As Celtic Connections drew to a close this weekend, the Old Fruitmarket saw a performance of two diverse but fascinating bands on Friday. The much heralded Highlands and Islands group Blazin’ Fiddles, with their trademark showcasing of traditional Celtic music delivered with sucker-punch ferocity, headlined the evening, with the support from the Quebecoise all female a capella group Galant, tu perds ton temps - translated roughly as ‘Lover-boy, you’re wasting your time’.
After a delayed start to the proceedings, the Quebec quintet took some time to warm up and get the restless crowd on their side. But in full flow they were inspired. The group did justice to their name, reciting songs of female empowerment and female heritage. Without cliche, this truly was a real girl-power group worthy of the title. Some songs were no more than hums and beats, backed by syncopated percussion, and had an almost African world music edge to them. Unexpected, but worth stumbling across.

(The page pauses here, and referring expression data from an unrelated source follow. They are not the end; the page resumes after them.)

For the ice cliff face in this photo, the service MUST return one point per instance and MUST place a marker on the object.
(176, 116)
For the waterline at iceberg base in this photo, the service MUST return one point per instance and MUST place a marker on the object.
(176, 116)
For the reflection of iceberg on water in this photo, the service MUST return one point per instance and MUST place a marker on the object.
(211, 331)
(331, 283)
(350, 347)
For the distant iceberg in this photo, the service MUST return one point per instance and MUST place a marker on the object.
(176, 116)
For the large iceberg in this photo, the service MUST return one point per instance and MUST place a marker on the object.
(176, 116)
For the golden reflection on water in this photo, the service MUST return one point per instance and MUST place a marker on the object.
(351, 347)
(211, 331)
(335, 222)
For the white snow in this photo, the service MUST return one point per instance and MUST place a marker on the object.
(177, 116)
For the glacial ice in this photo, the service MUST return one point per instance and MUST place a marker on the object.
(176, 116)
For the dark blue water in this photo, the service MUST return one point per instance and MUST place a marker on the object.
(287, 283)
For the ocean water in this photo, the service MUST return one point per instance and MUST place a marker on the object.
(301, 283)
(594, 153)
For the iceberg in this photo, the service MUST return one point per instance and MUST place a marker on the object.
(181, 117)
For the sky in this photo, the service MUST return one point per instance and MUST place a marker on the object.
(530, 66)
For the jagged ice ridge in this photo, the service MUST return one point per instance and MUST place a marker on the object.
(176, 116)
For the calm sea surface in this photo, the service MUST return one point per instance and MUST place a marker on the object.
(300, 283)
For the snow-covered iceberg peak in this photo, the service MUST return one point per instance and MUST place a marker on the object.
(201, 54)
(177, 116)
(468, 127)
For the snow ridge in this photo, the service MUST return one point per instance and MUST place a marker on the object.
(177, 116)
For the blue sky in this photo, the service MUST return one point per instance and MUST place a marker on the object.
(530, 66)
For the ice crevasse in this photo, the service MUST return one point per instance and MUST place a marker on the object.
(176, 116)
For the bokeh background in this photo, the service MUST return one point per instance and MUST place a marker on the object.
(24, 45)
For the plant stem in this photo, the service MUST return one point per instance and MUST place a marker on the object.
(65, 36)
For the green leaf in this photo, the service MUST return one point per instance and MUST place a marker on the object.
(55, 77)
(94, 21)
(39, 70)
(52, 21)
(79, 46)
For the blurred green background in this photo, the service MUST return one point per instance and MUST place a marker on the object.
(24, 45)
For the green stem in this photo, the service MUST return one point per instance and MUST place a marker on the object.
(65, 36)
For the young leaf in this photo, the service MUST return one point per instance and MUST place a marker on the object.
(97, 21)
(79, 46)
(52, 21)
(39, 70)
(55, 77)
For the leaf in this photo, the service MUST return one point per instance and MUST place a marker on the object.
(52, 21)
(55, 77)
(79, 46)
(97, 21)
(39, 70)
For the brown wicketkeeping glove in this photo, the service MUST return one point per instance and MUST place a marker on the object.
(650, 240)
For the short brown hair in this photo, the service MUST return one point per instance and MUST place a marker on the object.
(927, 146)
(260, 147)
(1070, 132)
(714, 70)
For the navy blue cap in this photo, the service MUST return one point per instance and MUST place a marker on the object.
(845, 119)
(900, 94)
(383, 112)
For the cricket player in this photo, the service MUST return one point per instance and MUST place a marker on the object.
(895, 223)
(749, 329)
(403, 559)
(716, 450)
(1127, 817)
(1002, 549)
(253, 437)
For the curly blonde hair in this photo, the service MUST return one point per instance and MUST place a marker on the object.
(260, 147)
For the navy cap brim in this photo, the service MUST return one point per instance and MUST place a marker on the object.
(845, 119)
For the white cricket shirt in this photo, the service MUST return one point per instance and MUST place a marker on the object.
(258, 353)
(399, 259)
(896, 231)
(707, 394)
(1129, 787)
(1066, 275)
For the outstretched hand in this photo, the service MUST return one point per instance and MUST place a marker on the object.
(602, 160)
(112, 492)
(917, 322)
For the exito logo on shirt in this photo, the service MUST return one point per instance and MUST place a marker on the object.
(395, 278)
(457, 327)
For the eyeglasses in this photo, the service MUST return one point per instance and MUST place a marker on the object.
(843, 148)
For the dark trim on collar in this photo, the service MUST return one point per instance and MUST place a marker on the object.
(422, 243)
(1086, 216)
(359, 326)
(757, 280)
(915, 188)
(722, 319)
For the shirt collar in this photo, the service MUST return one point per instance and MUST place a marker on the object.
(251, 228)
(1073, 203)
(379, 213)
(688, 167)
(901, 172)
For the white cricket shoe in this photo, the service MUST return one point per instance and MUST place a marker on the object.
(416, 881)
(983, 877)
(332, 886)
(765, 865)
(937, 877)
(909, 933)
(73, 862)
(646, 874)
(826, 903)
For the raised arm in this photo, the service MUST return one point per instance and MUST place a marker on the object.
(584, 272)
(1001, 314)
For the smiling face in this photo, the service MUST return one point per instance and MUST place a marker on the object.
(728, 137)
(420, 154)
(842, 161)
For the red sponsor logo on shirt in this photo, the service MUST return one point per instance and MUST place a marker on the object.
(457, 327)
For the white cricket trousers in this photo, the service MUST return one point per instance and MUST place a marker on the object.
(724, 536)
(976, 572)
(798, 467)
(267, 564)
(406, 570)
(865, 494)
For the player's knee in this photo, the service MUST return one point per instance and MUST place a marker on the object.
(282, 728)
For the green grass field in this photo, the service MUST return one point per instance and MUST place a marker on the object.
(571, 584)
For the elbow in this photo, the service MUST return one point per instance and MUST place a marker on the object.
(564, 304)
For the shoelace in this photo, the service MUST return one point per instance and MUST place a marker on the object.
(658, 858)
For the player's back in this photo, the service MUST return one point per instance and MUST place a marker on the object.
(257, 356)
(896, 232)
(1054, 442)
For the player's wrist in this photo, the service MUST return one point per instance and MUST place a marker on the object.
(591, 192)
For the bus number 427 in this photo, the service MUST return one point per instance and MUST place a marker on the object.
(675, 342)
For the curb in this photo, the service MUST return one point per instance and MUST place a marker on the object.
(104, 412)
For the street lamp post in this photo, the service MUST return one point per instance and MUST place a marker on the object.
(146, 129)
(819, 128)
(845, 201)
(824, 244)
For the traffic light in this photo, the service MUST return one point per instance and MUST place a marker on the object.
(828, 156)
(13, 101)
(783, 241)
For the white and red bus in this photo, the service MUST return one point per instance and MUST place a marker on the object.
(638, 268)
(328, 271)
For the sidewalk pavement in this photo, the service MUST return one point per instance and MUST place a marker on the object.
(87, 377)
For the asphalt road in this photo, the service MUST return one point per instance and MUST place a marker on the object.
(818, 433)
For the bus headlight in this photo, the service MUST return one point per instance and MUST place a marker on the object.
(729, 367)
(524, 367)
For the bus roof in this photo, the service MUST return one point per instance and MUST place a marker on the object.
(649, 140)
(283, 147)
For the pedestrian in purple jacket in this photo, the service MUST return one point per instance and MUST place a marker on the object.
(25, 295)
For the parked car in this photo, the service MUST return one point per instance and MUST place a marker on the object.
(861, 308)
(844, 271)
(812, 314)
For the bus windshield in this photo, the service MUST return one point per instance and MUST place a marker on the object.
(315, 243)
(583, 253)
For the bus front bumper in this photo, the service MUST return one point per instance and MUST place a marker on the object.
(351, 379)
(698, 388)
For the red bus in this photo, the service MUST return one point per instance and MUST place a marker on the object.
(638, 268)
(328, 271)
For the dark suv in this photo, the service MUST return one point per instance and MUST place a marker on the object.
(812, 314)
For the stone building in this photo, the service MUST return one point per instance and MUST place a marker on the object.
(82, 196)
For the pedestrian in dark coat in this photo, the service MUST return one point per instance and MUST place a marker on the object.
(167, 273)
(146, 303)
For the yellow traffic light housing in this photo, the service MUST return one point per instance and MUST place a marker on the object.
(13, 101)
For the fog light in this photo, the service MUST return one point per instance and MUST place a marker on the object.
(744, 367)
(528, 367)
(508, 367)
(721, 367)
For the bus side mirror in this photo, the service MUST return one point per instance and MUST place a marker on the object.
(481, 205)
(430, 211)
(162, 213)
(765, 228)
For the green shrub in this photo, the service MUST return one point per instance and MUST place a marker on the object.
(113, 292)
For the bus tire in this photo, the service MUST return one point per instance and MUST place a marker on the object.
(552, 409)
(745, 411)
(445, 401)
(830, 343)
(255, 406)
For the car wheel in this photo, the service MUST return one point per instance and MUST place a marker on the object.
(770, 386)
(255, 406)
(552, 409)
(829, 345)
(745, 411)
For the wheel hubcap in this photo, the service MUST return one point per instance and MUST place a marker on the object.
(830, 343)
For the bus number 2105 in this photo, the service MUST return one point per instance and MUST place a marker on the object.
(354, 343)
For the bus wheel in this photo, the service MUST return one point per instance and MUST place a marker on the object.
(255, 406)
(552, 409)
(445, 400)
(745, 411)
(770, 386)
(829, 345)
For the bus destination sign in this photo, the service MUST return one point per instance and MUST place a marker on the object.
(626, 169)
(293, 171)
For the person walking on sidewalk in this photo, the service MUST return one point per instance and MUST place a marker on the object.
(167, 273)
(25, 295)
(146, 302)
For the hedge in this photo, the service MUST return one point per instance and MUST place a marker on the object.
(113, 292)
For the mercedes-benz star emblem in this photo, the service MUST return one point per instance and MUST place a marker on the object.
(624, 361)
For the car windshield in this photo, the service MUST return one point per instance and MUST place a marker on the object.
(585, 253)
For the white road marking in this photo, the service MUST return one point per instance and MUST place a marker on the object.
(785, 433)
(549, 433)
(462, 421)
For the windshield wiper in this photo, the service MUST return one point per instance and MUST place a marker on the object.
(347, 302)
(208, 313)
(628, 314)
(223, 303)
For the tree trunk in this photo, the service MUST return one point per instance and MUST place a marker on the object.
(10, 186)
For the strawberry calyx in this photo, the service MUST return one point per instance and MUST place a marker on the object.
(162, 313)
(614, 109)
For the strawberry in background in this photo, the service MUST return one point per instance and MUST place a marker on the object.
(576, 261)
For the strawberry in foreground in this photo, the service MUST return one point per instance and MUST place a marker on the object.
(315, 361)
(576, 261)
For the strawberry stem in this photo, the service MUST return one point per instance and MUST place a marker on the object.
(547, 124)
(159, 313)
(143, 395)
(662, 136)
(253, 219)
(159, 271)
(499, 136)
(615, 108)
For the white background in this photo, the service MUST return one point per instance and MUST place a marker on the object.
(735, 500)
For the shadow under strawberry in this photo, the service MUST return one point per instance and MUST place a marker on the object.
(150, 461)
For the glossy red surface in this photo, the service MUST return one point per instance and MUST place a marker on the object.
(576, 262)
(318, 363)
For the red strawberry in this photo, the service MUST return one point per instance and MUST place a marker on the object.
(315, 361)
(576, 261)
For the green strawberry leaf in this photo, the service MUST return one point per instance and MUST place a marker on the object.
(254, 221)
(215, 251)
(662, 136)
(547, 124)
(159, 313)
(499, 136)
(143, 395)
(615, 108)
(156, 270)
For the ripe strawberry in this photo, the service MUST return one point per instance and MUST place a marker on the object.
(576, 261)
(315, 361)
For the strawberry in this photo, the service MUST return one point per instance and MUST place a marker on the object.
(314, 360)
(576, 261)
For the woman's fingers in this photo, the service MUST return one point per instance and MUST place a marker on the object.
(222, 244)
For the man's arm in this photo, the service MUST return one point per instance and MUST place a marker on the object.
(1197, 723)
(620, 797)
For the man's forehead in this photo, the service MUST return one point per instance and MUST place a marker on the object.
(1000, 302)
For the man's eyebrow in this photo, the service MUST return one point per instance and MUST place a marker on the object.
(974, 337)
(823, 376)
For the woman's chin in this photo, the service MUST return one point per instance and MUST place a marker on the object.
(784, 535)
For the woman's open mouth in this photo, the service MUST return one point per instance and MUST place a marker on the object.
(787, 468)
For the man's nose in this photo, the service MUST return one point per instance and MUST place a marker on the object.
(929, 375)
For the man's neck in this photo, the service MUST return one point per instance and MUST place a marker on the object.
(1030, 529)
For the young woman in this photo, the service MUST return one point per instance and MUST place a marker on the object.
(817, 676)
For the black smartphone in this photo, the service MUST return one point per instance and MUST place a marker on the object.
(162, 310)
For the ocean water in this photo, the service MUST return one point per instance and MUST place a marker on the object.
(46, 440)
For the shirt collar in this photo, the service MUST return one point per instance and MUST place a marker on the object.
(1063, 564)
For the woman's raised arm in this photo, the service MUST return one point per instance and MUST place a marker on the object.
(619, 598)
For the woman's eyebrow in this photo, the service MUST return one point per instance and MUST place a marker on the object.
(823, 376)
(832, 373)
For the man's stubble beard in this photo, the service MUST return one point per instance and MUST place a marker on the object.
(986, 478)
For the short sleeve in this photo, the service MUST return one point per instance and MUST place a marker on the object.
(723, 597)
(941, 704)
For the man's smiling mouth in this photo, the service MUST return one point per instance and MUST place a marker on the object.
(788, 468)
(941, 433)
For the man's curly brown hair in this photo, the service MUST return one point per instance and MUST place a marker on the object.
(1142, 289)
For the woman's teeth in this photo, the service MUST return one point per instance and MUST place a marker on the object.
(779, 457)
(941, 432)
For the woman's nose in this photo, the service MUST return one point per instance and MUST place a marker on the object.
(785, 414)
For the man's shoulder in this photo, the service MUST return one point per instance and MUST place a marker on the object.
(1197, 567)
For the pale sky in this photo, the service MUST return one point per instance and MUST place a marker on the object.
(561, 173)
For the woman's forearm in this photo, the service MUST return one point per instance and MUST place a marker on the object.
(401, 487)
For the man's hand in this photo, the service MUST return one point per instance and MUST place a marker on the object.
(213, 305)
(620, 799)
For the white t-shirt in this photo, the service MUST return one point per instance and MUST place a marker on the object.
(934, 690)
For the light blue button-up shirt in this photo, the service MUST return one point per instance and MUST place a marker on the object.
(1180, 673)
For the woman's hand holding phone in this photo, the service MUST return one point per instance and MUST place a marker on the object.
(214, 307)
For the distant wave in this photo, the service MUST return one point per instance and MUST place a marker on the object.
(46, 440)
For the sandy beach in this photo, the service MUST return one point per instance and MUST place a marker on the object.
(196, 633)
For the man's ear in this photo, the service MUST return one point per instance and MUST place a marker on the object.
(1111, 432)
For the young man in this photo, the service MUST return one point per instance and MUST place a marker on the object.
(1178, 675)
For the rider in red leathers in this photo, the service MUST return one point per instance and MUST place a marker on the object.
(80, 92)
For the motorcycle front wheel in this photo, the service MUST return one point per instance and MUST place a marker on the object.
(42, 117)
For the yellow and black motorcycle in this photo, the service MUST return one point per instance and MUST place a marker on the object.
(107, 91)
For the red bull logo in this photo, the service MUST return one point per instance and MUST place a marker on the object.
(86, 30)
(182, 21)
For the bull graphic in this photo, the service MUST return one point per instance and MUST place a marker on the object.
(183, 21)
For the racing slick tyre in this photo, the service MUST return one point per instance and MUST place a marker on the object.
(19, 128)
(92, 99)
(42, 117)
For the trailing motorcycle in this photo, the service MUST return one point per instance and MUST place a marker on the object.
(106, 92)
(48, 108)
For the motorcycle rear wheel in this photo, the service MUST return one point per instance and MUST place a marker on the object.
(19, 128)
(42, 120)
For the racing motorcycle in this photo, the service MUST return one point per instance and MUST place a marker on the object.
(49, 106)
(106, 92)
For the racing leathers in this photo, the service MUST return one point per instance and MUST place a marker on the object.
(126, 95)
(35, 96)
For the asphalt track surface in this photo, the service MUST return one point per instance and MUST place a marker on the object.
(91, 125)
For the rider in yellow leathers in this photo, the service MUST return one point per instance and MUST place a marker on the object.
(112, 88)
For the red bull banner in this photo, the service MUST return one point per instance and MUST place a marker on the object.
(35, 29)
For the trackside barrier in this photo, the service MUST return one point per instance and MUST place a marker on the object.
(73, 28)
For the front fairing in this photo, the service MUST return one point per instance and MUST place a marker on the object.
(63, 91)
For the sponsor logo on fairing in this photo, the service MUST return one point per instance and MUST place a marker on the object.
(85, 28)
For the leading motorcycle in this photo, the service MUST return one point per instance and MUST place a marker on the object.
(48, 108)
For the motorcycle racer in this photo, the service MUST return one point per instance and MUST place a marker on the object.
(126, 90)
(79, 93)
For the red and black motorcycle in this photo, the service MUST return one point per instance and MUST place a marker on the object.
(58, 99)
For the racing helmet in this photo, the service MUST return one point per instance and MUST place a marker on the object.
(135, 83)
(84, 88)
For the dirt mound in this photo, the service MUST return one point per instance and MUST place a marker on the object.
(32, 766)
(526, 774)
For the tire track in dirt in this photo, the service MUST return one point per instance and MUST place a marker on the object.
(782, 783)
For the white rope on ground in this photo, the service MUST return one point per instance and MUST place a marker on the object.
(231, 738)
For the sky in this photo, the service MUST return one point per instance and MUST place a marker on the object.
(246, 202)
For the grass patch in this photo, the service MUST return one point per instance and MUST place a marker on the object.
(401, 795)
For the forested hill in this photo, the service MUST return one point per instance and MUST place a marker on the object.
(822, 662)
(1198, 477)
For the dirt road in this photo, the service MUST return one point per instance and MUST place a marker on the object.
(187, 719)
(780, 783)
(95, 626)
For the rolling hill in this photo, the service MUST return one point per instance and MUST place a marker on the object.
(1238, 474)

Blazin’ Fiddles came on stage around 11pm, and immediately set about getting the hands clapping. At first it all seemed a bit too much like a band going through the motions, and attempts at whipping up the crowd seemed slightly contrived. The music was relentless, but lacked a certain spark. It took a change of pace, to some slower, more heartfelt tunes, to really grab the audience’s attention. These pieces showed off a more multilayered arrangement than the sounds of 5 fiddles in unison.
That said, when the band picked up the pace again, the audience was more than happy to go with them, and this time the energy was really there. Apart from a short break to showcase a short country and western duet, this was exhilarating, raucous stuff from the band . A set of short ‘angry Highland’ reels was punctuated by cheers from the crowd, and the Old Fruitmarket was soon scene to a cascade of mini-ceilidhs, both on the floor and up on the balcony. Both performers and crowd had clearly shaken off their earlier sluggishness. The dancing continued right to the end of the extended encore and no doubt on to the late night Festival Club.
In short, Friday evening was exactly what Celtic Connections does so well. If Fiddles were the Celtic, then Galant were the connection. The pairing of these acts summed up the curious link between Scottish and world music that defines this vital festival.